Статья Распадова, хотя не совсем корректная с точки зрения социалистического реализма, произвела впечатление на читателей, понравилась идеологическим органам, и Петр Климович Поросянинов, прочитав статью, сказал про Распадова: «Да, наш человек! – И, подумав, добавил: – Наш!»
Что же до Макса Огородова, то он, сотворив столь безусловный шедевр, сильно прославился, получил много казенных заказов, Сталинскую премию третьей степени, а потом второй степени, а потом первой степени, а жену Зинаиду, как она и опасалась, скоро сменил на новую, первой степени, бывшую восемнадцатью годами моложе. И конечно, сильно зазнался. Зазнавшись, утверждал, что превзошел всех современных ему скульпторов, даже Томского и Коненкова. А из ваятелей прошлого равными себе признавал только Мирона, Праксителя, Микеланджело и частично Родена.
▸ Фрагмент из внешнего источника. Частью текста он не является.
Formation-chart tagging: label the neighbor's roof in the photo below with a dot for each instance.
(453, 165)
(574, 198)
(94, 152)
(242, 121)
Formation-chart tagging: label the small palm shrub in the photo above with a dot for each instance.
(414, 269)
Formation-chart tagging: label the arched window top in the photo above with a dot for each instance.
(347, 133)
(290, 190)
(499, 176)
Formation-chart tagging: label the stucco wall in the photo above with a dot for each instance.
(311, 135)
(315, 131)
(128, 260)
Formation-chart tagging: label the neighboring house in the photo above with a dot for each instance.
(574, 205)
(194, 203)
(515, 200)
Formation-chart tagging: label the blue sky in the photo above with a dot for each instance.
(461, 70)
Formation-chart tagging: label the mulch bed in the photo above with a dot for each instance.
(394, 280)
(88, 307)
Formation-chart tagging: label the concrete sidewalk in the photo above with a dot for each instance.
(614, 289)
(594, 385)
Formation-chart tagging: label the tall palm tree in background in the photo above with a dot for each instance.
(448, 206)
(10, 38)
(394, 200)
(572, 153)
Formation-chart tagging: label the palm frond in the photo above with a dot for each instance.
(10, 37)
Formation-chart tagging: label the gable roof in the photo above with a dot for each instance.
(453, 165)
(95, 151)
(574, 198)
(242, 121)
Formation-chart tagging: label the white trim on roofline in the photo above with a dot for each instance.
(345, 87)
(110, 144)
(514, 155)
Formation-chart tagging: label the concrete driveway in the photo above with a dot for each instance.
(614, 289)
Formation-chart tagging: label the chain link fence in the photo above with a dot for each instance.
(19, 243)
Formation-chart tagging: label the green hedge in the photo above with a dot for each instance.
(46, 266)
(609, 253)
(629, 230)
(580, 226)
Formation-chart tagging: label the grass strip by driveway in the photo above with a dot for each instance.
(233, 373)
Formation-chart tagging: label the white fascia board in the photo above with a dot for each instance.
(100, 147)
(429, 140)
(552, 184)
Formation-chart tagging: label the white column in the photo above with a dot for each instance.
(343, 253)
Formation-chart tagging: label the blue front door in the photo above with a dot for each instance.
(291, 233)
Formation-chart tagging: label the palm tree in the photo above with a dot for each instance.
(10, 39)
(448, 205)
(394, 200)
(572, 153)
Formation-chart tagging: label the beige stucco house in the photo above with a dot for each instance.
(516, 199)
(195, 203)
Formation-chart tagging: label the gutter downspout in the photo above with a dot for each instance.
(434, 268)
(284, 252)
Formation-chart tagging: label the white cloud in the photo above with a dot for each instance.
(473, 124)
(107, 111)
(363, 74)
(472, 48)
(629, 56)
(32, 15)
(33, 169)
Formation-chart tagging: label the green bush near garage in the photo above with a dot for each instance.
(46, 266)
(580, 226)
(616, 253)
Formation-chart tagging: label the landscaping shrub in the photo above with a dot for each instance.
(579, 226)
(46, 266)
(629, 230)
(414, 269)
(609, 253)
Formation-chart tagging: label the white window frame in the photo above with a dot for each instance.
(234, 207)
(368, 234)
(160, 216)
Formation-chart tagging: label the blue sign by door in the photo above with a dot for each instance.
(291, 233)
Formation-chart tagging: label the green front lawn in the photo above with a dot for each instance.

Не будем отрицать, сотворенное Огородовым чудо было действительно чудо. Оно повергло в изумление даже самых искушенных, недоверчивых и ревнивых знатоков искусства. Ученые-искусствоведы специально ехали в Долгов не только в предвкушении двадцати шести рублей командировочных в сутки, а желая увидеть своими глазами и убедиться. Один из них, убедившись, достал из кармана платок, промокнул им глаза и сказал: «Всё! Теперь можно и умереть». И никому не показалась эта реакция чересчур чувственной. Все видели, что памятник в самом деле отличался от других подобных излучаемой им таинственной силой. Он стоял посреди площади, к которой стекались со всех сторон большие и малые улицы. Но раньше они сходились здесь просто так, в результате многовекового хаотичного градостроительства. Теперь же каждым человеком ощущалось физически, что улицы эти и переулки притягиваются сюда силою необычайного исходящего от памятника магнетизма, а сам он является естественным центром города, больше того – таким центром, без которого город не может функционировать, как колесо без оси. Тому, кто бывал в Долгове в те времена, невозможно было себе представить, а как же этот город столько сотен лет мог вообще существовать без этого изваяния.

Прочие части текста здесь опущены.